McQuade sin embargo criticó al Senado por
haber votado la revocación de la «política de Ciudad de
México», conocida también como la «norma de la mordaza global»,
que niega fondos estadounidenses a las organizaciones que realizan o
promueven abortos, como método de planificación familiar.

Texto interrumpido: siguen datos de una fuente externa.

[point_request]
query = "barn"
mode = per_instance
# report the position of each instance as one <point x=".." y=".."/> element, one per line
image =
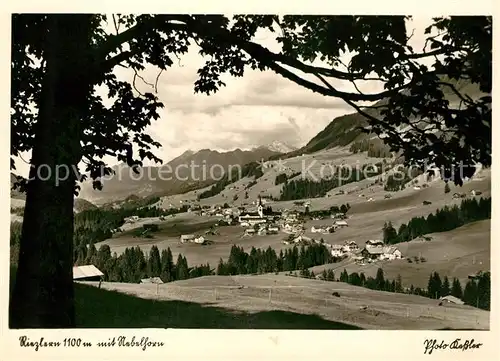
<point x="87" y="273"/>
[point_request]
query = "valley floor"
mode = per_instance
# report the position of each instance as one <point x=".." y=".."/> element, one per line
<point x="266" y="301"/>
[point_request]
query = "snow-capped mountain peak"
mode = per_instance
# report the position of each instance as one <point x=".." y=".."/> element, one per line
<point x="280" y="147"/>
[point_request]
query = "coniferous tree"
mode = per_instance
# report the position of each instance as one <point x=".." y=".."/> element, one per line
<point x="445" y="288"/>
<point x="456" y="289"/>
<point x="330" y="275"/>
<point x="471" y="294"/>
<point x="484" y="291"/>
<point x="154" y="262"/>
<point x="379" y="279"/>
<point x="399" y="285"/>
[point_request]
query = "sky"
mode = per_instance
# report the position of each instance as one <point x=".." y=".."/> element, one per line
<point x="253" y="110"/>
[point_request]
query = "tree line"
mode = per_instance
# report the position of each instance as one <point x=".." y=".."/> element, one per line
<point x="283" y="177"/>
<point x="476" y="293"/>
<point x="252" y="169"/>
<point x="396" y="183"/>
<point x="307" y="188"/>
<point x="375" y="147"/>
<point x="95" y="225"/>
<point x="445" y="219"/>
<point x="266" y="261"/>
<point x="133" y="265"/>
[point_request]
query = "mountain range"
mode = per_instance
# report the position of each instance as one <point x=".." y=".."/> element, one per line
<point x="191" y="170"/>
<point x="197" y="169"/>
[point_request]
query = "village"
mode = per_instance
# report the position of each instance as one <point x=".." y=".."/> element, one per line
<point x="262" y="221"/>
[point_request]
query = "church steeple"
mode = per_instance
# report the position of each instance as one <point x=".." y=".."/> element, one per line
<point x="260" y="208"/>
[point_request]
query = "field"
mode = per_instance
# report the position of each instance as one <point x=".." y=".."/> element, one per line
<point x="172" y="228"/>
<point x="266" y="301"/>
<point x="457" y="253"/>
<point x="454" y="254"/>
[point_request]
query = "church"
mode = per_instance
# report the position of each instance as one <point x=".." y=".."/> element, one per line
<point x="252" y="218"/>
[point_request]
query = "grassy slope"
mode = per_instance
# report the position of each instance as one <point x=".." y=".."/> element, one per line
<point x="243" y="302"/>
<point x="98" y="308"/>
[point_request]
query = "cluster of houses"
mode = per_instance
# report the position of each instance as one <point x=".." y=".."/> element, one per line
<point x="374" y="250"/>
<point x="192" y="238"/>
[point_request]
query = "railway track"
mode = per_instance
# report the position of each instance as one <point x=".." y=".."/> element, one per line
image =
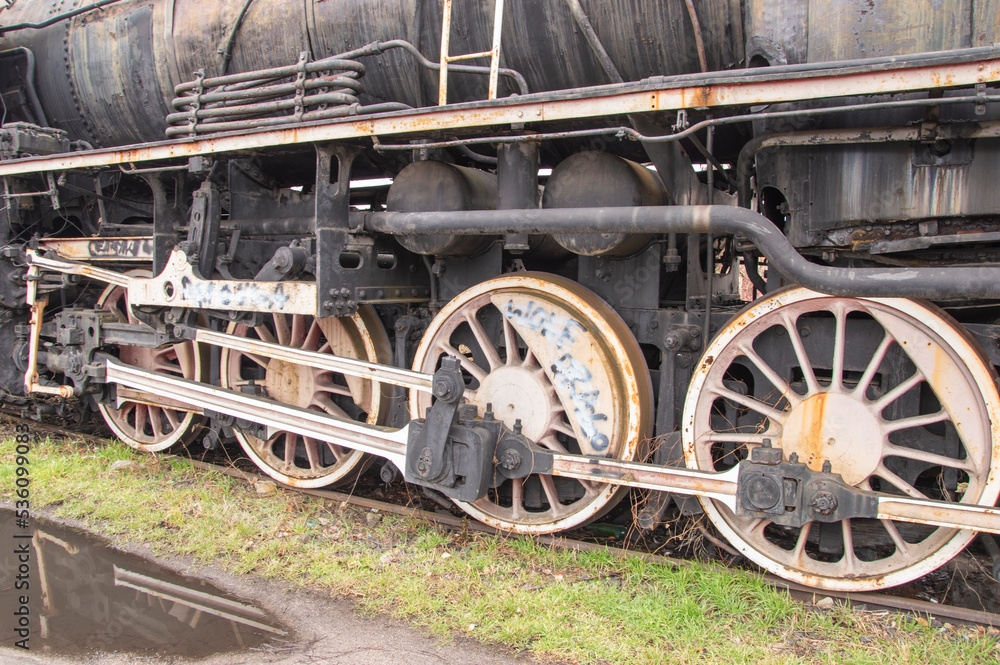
<point x="868" y="600"/>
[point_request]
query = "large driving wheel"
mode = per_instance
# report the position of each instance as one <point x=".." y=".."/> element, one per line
<point x="893" y="393"/>
<point x="141" y="425"/>
<point x="290" y="458"/>
<point x="547" y="352"/>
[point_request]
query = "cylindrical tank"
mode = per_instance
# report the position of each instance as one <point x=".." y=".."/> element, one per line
<point x="601" y="180"/>
<point x="799" y="31"/>
<point x="438" y="186"/>
<point x="108" y="76"/>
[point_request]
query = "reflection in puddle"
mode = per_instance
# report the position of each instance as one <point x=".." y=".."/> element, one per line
<point x="85" y="597"/>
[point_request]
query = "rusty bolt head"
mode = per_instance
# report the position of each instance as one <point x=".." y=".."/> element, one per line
<point x="511" y="459"/>
<point x="823" y="503"/>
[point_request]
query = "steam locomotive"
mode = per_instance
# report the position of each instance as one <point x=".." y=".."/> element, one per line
<point x="533" y="254"/>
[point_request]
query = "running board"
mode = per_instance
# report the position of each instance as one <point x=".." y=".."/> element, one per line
<point x="763" y="486"/>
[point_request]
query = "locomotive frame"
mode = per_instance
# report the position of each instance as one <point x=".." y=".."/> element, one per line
<point x="259" y="308"/>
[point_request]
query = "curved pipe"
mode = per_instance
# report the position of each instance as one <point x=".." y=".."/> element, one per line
<point x="936" y="283"/>
<point x="29" y="74"/>
<point x="55" y="19"/>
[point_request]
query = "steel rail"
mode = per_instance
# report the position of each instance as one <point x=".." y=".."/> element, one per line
<point x="801" y="592"/>
<point x="965" y="68"/>
<point x="382" y="441"/>
<point x="392" y="443"/>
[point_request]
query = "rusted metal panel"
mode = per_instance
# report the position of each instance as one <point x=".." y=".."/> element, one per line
<point x="847" y="29"/>
<point x="779" y="31"/>
<point x="600" y="102"/>
<point x="125" y="249"/>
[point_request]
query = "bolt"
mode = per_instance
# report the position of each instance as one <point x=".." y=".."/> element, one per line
<point x="823" y="503"/>
<point x="511" y="460"/>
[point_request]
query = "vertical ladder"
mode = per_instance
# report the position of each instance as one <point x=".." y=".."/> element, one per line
<point x="493" y="53"/>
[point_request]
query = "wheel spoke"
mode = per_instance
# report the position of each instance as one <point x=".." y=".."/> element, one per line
<point x="312" y="453"/>
<point x="902" y="547"/>
<point x="291" y="443"/>
<point x="257" y="358"/>
<point x="281" y="329"/>
<point x="839" y="347"/>
<point x="879" y="405"/>
<point x="472" y="368"/>
<point x="141" y="414"/>
<point x="800" y="543"/>
<point x="154" y="422"/>
<point x="313" y="337"/>
<point x="786" y="391"/>
<point x="552" y="443"/>
<point x="172" y="418"/>
<point x="861" y="389"/>
<point x="915" y="421"/>
<point x="510" y="343"/>
<point x="552" y="494"/>
<point x="751" y="403"/>
<point x="850" y="558"/>
<point x="323" y="401"/>
<point x="485" y="343"/>
<point x="517" y="499"/>
<point x="899" y="483"/>
<point x="805" y="364"/>
<point x="265" y="335"/>
<point x="931" y="458"/>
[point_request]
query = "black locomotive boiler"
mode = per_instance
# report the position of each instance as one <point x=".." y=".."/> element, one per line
<point x="532" y="254"/>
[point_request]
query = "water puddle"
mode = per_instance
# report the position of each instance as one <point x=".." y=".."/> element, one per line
<point x="84" y="596"/>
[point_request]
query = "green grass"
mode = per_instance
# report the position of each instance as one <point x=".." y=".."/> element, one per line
<point x="585" y="607"/>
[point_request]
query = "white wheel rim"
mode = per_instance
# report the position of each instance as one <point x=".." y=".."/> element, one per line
<point x="532" y="385"/>
<point x="289" y="458"/>
<point x="143" y="426"/>
<point x="946" y="363"/>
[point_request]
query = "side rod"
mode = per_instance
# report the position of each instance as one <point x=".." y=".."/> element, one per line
<point x="392" y="444"/>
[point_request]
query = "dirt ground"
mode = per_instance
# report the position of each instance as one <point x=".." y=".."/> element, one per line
<point x="322" y="630"/>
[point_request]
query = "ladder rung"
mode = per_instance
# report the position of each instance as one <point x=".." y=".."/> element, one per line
<point x="469" y="56"/>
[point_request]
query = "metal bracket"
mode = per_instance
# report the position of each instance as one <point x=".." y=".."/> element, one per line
<point x="451" y="450"/>
<point x="791" y="494"/>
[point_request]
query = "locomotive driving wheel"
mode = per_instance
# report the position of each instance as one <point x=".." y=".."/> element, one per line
<point x="893" y="393"/>
<point x="287" y="457"/>
<point x="143" y="426"/>
<point x="549" y="355"/>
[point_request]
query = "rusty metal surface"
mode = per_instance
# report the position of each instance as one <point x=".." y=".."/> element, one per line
<point x="779" y="31"/>
<point x="945" y="358"/>
<point x="658" y="95"/>
<point x="600" y="400"/>
<point x="118" y="250"/>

Ambas votaciones tuvieron lugar
durante un debate sobre el presupuesto para intervenciones interiores y
exteriores, durante al año fiscal 2008.
El 6 de septiembre, el
Senado votó, con 48 votos a favor y 45 contrarios,
una enmienda del senador Sam Brownback para restablecer la enmienda
Kemp-Kasten, eliminada del Presupuesto.
Desde 1985, esta disposición negó fondos estadounidenses
a las organizaciones o a los programas que, según decisión
presidencial, «apoyen o participen en la gestión de un programa
de aborto coercitivo o esterilización involuntaria».
Por 53 votos contra 41,
el Senado aprobó también una enmienda de la senadora Barbara
Boxer contra la «política de Ciudad de México».
Una enmienda propuesta
por el senador Brownback para restablecer esta política fué derrotada
con el mismo margen.
«Tras poner de manifiesto su sentido común
sobre la disposición Kemp-Kasten, me siento muy desanimada al ver
a nuestros senadores rechazar la política de Ciudad de México»,
confesó McQuade.
En una carta enviada antes de las votaciones, el
cardenal Justin Rigali, arzobispo de Filadelfia y presidente de la
Comisión de los obispos estadounidenses para las actividades pro-vida, invitó
a todos los senadores a mantener tanto la política de
Ciudad de México como la Kemp-Kasten.
Sin la «política de
Ciudad de México», dijo el purpurado, «las organizaciones que promueven
el aborto aprovecharán su estatus, como canales de las ayudas
estadounidenses, para promover el aborto entre mujeres vulnerables del Tercer
Mundo».
Antes de las votaciones, el presidente George Bush, volvió a
confirmar su compromiso de vetar cualquier asignación de fondos que
«debilite las actuales políticas federales y las leyes sobre el
aborto».
McQuade expresó su aprecio por el empeño presidencial: «Agradecemos al
Presidente su compromiso respecto a estas políticas fundamentales que protegen
tanto a la madre como al niño».
«Tenemos esperanza y confiamos
en que --concluyó-- gracias a este compromiso, y al empeño
de muchos miembros del Congreso de apoyar este veto, se
mantenga por este año en la legislación la «política de
Ciudad de México».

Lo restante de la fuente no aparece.